L’albero del banano, originario del Sudest asiatico tropicale, è stato una delle piante che più hanno viaggiato a bordo delle navi delle potenze coloniali e dei trafficanti di schiavi, conquistando un ruolo importante in Africa e, soprattutto, in America Centrale e nelle regioni settentrionali del Sudamerica. La banana era preziosa perché considerata un ottimo alimento per gli schiavi, anche nella sua versione “da cottura”, il platano. Ma la vera fortuna di questo frutto iniziò nei primi anni del ‘900, quando i medici statunitensi cominciarono a consigliare alle mamme di far mangiare banane ai figli, in virtù dell’abbondanza di potassio e di altri nutrienti di qualità. La crescita della domanda internazionale trasformò il banano in un albero da piantagione, a discapito di vaste porzioni di foreste tropicali abbattute per coltivare il frutto dorato. Questa espansione, che in breve avrebbe fatto diventare la banana il frutto più diffuso al mondo, fu gestita per decenni in regime di quasi monopolio dalla statunitense United Fruit Company, oggi nota come Chiquita.

L’azienda divenne una forza economica, politica e perfino militare in Paesi come Guatemala, Costa Rica, Honduras, Panama. Dettava legge, otteneva privilegi, nominava i governanti e, quando alle elezioni vinceva qualcuno che potesse intaccare i suoi interessi, lo rovesciava: ad esempio, accadde in Guatemala con il socialista Jacobo Árbenz Guzmán, spodestato nel 1954 da un colpo di Stato e sostituito da una dittatura. I Paesi vittime della “piovra verde”, come era conosciuta la United Fruit, divennero così i “Paesi delle banane”. L’odierno business globale delle banane è miliardario: si contano circa 20 milioni di tonnellate all’anno di prodotto destinato all’export da diverse imprese, oltre a 90 milioni di tonnellate consumate nei mercati interni dei Paesi tropicali e subtropicali. Ma c’è un punto molto debole, ed è la stessa genetica delle piante, che non hanno semi e si riproducono in modo asessuato. E cioè grazie alla mano dell’uomo, che taglia un pezzo di radice e lo pianta.

Perciò tutte le piante di banane sono geneticamente uguali ed esposte al rischio di essere colpite in massa da patogeni come il fungo Fusarium oxysporum, che fece sparire la varietà Gros Michel da tutto il mondo attorno a metà degli anni ‘60. Era la cosiddetta “malattia di Panama”. Da allora il mercato mondiale è stato dominato dalla specie Cavendish, resistente a quel fungo.
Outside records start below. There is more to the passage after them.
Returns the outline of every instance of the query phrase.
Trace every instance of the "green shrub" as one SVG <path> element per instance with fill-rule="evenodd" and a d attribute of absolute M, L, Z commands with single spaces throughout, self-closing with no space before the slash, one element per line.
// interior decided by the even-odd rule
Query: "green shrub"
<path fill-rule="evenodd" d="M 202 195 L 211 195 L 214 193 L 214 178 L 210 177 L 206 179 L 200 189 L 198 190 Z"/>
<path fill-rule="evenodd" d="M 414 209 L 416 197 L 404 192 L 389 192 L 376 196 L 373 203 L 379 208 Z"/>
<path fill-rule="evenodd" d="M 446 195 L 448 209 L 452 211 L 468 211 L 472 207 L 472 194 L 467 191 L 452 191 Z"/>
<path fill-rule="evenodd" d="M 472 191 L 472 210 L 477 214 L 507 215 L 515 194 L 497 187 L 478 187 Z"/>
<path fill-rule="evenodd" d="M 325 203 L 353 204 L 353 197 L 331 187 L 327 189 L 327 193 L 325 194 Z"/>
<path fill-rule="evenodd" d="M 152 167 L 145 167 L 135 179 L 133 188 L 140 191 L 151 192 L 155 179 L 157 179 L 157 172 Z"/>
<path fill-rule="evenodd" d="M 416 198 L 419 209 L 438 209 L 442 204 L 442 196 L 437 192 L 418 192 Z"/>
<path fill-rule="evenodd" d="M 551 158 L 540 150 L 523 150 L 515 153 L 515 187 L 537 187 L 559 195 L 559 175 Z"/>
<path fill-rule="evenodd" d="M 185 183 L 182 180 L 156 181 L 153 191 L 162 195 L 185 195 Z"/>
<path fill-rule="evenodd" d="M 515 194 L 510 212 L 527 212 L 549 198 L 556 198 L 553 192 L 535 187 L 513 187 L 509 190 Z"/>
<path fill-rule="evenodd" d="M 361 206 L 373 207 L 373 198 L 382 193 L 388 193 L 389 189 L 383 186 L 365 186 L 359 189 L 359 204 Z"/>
Ma la specie Cavendish oggi si rivela altrettanto debole di fronte a un’altra varietà del Fusarium oxysporum, individuata in Australia a fine anni ‘90: dal 2010 il “nuovo” fungo si è diffuso in Vietnam, Taiwan e Mozambico causando un’epidemia nota come “Tropical Race4”. Attualmente in Mozambico, uno dei grandi produttori africani di banane (circa 800mila tonnellate all’anno), risulta presente ovunque. Si preannuncia dunque una nuova crisi per il settore.

Questa seconda grande crisi destinata a colpire il frutto più venduto nel mondo racconta diverse cose sulla globalizzazione, di ieri e di oggi. La coltivazione a dismisura, a discapito delle foreste, di una pianta fragile, modificata e ibridata nel tempo dall’uomo; una pianta divenuta fondamentale per le esportazioni di interi Paesi e fonte di lavoro per milioni di persone, ma di vero guadagno solo per poche imprese multinazionali.

È il paradosso del primo vero frutto globale, insieme all’ananas, tra l’altro commercializzato dalle stesse compagnie. Perché la globalizzazione omologa il gusto e i consumi: e quando ciò avviene con successo, come con le banane, allora non importa quale prezzo si debba pagare per offrirle sul mercato. Ma poi c’è da fare i conti con la natura, e con i funghi: a meno che non si finisca, come già si sta ipotizzando, a produrre solo banane OGM. Mettendo la scienza al servizio non dell’alimentazione umana, ma di un modello produttivo che nuoce all’equilibrio ambientale e, alla fine, anche alla sicurezza alimentare del genere umano.